La notion de catalyseur est intuitive et elle est passée dans le langage courant pour désigner, par exemple, une personne physique ou morale provoquant par son action ou son exemple une importante transformation politique ou sociale, dont elle n'est pas le moteur.
La définition du catalyseur s'est précisée peu à peu et s'est progressivement distinguée de celle assez voisine de l' initiateur.
Un initiateur est une substance qui produit aussi l'accélération de certains processus chimiques, mais, ce faisant, il est nécessairement détruit. Les peroxydes organiques sont, par exemple, des initiateurs de la polymérisation du styrolène liquide en polystyrènes solides (matières plastiques).
Il en est de même des inhibiteurs, improprement nommés catalyseurs négatifs, ou anticatalyseurs, qui ralentissent fortement ou même suppriment certaines réactions. Des antioxygènes tels que les alcoylphénols inhibent l'oxydation du caoutchouc par l'oxygène de l'air.
Les peroxydes initiateurs et les alcoylphénols sont consommés et chimiquement dénaturés au cours de leur action. Au contraire, un catalyseur reste identique à lui-même au cours de la catalyse et peut ainsi, en principe, être indéfiniment réutilisé. Par exemple, le platine ou le palladium divisés catalysent la combinaison des gaz hydrogène et oxygène en eau (Davy, 1817). Moyennant certaines précautions, ces catalyseurs peuvent provoquer la combinaison de quantités aussi grandes que l'on veut d'hydrogène et d'oxygène.
En pratique néanmoins, par suite de réactions parasites, le catalyseur a une durée de vie limitée ; son action s'affaiblit au cours du temps et s'interrompt complètement au bout de quelques heures ou de quelques années. Cette désactivation n'est pas intrinsèquement liée au mécanisme de la catalyse, mais à des effets physiques (haute température) ou chimiques (présence d'impuretés) parfois réversibles, la réactivation étant alors possible par des procédés simples. La longévité d'un catalyseur peut être mesurée par la quantité de matière qu'il a transformée par unité de masse avant sa disparition : ce rapport théoriquement infini est souvent très élevé (102 à 106). S'il est très faible (quelques unités), on peut se demander s'il y a vraiment catalyse.
On distingue la catalyse homogène et la catalyse hétérogène ; dans le premier cas, le catalyseur est dissous dans le milieu (gaz ou liquide) où se produit la réaction ; dans le second, le catalyseur est un solide au contact de ce milieu, d'où le nom de catalyse de contact. La séparation du catalyseur des produits de la réaction est alors grandement simplifiée.
L'importance pratique de la catalyse dans l'industrie chimique est considérable. Presque tous les produits de grande consommation sont passés par une catalyse à un ou plusieurs stades de leur élaboration : essences et huiles de voiture (cracking, reforming, hydrofining), détergents (alcoylation), caoutchoucs, matières plastiques et fibres synthétiques (synthèse des monomères et polymérisation) et même notre pain quotidien, qui, produit direct d'une catalyse enzymatique, est le produit indirect des engrais azotés de synthèse (catalyse de l'ammoniac).

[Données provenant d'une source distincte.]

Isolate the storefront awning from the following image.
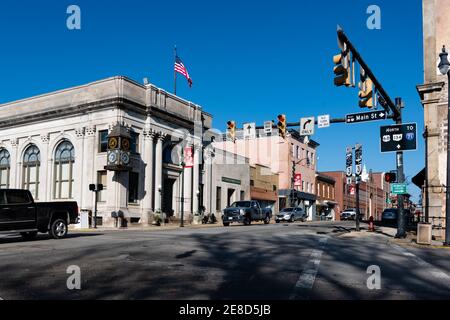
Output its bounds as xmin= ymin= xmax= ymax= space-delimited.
xmin=411 ymin=168 xmax=425 ymax=189
xmin=278 ymin=189 xmax=317 ymax=201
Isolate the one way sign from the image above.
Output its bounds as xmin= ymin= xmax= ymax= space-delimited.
xmin=345 ymin=110 xmax=387 ymax=123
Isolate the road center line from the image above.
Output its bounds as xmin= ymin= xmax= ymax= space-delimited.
xmin=391 ymin=244 xmax=450 ymax=289
xmin=289 ymin=237 xmax=328 ymax=300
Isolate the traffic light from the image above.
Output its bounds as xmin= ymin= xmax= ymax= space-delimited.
xmin=333 ymin=51 xmax=352 ymax=87
xmin=358 ymin=68 xmax=374 ymax=109
xmin=227 ymin=120 xmax=236 ymax=142
xmin=277 ymin=114 xmax=286 ymax=139
xmin=384 ymin=172 xmax=397 ymax=183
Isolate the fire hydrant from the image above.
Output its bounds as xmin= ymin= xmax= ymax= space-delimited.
xmin=369 ymin=216 xmax=375 ymax=232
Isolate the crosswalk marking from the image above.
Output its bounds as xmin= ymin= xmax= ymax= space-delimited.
xmin=391 ymin=244 xmax=450 ymax=289
xmin=289 ymin=237 xmax=328 ymax=300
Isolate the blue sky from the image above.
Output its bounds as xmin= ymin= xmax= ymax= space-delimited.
xmin=0 ymin=0 xmax=424 ymax=200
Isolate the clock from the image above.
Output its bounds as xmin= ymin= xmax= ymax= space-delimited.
xmin=108 ymin=137 xmax=118 ymax=149
xmin=120 ymin=152 xmax=130 ymax=165
xmin=108 ymin=152 xmax=117 ymax=164
xmin=122 ymin=138 xmax=130 ymax=151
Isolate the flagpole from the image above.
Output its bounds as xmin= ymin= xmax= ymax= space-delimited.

Thermodynamique et catalyse
L' effet du catalyseur ne peut être que cinétique ; par définition, il se retrouve en effet intact en fin de réaction : sa présence ne peut donc modifier les grandeurs thermodynamiques caractéristiques (variations d'enthalpie ΔH0, d'enthalpie libre ΔG0) et la constante d'équilibre liée à ces grandeurs. Les conséquences de cette remarque sont très importantes. En premier lieu, il ne faut pas espérer obtenir, en présence d'un catalyseur, une réaction thermodynamiquement impossible dans les conditions de l'expérience (ΔG0 positif et grand). Ainsi, dans les conditions habituelles, la combinaison de l'azote et de l'oxygène de l'air en oxydes d'azote (N2O, NO, NO2) ne peut se faire, quel que soit le catalyseur envisagé, circonstance heureuse pour notre espèce. En revanche, la combinaison de l'hydrogène et de l'oxygène est possible, mais sa vitesse est nulle dans les mêmes circonstances, sauf en présence d'un catalyseur adéquat. Celle de l'azote et de l'hydrogène en ammoniac l'est aussi, mais, jusqu'à ce jour, aucun catalyseur n'a été trouvé capable de lui donner une vitesse notable au voisinage de la température ambiante. Cet important problème n'est pas résolu, mais il n'est pas insoluble.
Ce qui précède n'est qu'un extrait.